What is the toughest hike in Iceland?
There are many hikes that will challenge the most adventurous hikers. Test your mettle with an ascent of Iceland’s highest peak, Hvannadalshnjúkur or the alpine trekking route up the four peaks of Hrútsfjallstindar. Or how about the Three Peak Challenge of Vörðuskeggi, Eyjafjallajökull Glacier and Hvannadalshnúkur? Alternatively, hike the largest glacier in Europe or ski across the Highlands at Sprengisandur. Take your pick!
Can you hike in Iceland without a guide?
It depends where you’re hiking. Do your research. You'll need a guide if you’re climbing difficult mountain routes or traversing dangerous glaciers. For inexperienced trekkers, always book a tour. Alternatively, allow Icelandic Mountain Guides to do all the work by providing you with a guided hike.
Is Iceland's glacier hiking worth it?
Absolutely. Surrounded by beautiful scenery, it’s a fantastic experience. In the care of an experienced guide, you’ll find an otherworldly environment of deep crevasses, sparkling hues of blue and white, crazy ice formations, and an expanse of ice dazzles the eyes.
Should I wear hiking boots in Iceland?
Yes, yes, and yes! The mountain terrain is rocky, wet, or covered in ice and snow. You’ll also want good support for your ankles on uneven ground and sloping hillsides. Wear a thick pair of socks under your boots for maximum comfort.
Can you wear sneakers for hiking in Iceland?
Unless you’re walking a short distance in Reykjavík, sneakers are not suitable. Hiking requires strong waterproof boots across all four seasons.
What are the easiest hikes?
You don’t have to be a mountain goat to experience Iceland’s awe-inspiring landscapes. Take an easy guided glacier hike on Sólheimajökull, a stroll up to the Steinn (rock) at Esja, just ten kilometres from Reykjavik, or trek along the wonderful Hot River of Reykjadalur, finishing with a soak in the geothermal pools.
How difficult is the hike to Fagradalsfjall?

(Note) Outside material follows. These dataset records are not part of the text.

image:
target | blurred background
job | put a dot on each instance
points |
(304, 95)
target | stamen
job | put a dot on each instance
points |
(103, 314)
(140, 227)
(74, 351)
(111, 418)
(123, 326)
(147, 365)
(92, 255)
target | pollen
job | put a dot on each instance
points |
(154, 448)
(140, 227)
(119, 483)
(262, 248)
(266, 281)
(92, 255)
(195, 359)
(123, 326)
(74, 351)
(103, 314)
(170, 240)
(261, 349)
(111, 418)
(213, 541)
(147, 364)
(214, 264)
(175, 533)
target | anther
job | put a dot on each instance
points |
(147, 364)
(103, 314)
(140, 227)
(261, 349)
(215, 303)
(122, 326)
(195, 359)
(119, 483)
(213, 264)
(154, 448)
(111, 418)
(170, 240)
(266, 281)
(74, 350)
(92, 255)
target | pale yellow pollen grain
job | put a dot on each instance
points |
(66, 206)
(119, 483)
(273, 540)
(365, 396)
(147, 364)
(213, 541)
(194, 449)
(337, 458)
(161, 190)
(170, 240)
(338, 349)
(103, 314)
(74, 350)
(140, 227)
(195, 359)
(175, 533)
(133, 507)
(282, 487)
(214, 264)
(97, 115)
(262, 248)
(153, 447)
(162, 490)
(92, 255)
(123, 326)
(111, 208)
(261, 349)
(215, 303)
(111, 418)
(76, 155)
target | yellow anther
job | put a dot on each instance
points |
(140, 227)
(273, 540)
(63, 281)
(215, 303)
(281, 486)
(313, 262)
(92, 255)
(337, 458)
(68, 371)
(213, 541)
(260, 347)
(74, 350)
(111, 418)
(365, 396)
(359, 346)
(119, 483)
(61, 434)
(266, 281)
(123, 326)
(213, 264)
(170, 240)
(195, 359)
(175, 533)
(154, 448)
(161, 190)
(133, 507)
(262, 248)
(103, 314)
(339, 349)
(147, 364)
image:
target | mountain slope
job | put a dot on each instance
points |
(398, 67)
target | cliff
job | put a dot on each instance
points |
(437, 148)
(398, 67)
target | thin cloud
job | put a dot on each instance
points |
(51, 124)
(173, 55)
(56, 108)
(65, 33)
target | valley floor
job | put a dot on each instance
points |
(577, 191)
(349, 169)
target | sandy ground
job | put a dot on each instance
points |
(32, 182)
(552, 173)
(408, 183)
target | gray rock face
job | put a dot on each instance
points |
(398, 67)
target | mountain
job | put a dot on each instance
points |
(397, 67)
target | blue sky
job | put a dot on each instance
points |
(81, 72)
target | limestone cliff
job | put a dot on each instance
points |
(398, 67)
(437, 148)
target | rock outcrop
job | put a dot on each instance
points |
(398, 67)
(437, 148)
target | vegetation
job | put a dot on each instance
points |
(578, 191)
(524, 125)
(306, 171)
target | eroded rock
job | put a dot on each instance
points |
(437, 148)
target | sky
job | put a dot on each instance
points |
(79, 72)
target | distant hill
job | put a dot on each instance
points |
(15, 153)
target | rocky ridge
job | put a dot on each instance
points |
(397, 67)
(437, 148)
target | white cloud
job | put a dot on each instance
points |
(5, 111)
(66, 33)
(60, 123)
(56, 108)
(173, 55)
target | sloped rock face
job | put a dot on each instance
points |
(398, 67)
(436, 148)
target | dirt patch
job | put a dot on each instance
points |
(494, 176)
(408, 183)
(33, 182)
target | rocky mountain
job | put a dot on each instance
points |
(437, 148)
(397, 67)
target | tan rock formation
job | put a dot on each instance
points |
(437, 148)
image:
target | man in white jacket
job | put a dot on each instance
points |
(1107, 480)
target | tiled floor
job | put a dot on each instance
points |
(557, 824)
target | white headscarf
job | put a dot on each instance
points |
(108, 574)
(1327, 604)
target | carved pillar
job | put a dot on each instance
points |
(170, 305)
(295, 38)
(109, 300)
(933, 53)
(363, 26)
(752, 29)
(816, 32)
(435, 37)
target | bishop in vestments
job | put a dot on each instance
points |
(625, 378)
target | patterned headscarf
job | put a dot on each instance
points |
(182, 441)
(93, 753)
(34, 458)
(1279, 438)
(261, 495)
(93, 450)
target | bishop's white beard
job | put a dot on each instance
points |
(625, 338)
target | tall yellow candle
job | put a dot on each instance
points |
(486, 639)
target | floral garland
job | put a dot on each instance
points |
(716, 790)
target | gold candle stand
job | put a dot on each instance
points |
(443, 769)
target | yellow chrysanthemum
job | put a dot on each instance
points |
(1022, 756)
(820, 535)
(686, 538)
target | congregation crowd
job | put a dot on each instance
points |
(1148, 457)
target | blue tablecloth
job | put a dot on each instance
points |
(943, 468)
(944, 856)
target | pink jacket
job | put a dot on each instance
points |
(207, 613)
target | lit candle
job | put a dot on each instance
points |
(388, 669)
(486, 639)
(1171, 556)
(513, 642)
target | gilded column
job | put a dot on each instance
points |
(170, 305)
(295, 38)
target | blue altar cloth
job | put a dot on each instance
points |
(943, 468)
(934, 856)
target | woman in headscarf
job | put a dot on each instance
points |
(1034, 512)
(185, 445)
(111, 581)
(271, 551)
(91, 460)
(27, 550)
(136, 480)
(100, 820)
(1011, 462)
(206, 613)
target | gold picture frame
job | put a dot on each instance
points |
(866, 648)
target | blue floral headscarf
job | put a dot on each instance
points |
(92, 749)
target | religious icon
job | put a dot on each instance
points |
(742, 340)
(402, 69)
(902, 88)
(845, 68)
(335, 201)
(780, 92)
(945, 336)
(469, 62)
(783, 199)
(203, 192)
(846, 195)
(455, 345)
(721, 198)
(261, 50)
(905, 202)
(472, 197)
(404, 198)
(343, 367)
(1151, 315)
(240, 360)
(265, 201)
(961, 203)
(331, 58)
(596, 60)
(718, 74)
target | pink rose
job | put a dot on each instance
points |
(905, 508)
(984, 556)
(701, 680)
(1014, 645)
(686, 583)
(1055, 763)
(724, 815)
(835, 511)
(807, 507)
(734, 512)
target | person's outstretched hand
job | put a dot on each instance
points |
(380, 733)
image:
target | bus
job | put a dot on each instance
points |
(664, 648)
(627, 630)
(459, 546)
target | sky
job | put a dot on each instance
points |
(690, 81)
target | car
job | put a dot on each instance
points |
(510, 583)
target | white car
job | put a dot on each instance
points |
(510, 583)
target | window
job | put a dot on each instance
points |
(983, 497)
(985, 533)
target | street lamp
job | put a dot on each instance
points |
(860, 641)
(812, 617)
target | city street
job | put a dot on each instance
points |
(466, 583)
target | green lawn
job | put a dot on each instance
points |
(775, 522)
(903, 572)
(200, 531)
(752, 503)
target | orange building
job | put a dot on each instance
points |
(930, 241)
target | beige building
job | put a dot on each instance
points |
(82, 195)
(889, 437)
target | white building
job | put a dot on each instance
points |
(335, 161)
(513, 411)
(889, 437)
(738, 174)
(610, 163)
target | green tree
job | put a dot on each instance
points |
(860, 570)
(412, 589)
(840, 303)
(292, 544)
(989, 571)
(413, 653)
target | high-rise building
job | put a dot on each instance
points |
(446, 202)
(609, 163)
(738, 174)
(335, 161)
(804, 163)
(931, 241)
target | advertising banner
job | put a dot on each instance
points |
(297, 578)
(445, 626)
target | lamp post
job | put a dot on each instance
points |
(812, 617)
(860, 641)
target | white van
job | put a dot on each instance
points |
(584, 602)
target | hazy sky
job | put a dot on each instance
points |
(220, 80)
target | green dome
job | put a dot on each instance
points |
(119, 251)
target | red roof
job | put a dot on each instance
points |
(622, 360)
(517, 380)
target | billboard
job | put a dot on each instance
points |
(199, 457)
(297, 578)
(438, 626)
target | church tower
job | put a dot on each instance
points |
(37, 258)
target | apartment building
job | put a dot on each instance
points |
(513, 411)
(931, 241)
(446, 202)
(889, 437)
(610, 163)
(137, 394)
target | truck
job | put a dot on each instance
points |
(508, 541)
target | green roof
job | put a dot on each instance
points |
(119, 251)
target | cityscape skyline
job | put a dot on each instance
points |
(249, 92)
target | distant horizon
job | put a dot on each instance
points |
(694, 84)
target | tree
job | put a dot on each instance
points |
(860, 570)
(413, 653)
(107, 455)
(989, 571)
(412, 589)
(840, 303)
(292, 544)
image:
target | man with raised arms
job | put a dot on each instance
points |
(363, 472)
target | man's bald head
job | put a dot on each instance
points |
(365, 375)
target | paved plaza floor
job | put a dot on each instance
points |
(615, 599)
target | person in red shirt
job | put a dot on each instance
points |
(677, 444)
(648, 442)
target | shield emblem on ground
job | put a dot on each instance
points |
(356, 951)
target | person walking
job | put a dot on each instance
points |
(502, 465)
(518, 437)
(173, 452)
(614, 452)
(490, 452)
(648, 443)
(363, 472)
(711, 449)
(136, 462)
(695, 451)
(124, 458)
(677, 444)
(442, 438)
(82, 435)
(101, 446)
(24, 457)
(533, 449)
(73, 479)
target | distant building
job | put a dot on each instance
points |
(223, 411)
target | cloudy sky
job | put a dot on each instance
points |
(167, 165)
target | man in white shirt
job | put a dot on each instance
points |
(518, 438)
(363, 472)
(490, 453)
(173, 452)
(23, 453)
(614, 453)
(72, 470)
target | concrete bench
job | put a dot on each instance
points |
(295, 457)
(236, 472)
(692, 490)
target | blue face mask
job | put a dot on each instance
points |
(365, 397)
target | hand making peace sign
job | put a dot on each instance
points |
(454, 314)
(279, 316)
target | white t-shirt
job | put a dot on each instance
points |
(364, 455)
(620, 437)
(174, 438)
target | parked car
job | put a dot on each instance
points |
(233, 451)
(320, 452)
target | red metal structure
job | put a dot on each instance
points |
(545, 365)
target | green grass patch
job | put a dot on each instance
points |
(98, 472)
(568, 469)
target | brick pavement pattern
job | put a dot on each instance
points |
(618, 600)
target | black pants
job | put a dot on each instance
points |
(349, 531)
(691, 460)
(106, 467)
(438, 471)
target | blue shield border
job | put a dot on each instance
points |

For inexperienced walkers, the route to the recently active volcano is challenging; for more experienced hikers only moderately difficult. Loose gravel and rocks make going underfoot tricky, and the terrain is steep.
Is there still lava in Fagradalsfjall?
Although the lava is no longer flowing, it’s still hot, and caution should be taken. The way is sign-posted, so stick to the paths, and you can still experience the smoking lava fields in all their eerie magnificence from a safe distance.
Do you need a tour to see Fagradalsfjall?
If you’re an inexperienced hiker, it’s best to take a tour, and you’ll have the knowledge of a local guide. For more experienced hikers, you can do it yourself.
How many days is enough for Iceland?
No amount of days is ever enough in Iceland! But if - like most of us - you’re restricted to a handful of days, there are plenty of options for short hikes close to the capital or on the Golden Circle with waterfalls and hot springs. If you’ve two or three weeks, the options on Iceland’s Ring Road (circumnavigating the whole island) are endless. To experience the best long-distance hikes in the Highlands, build in multiple days for your trek.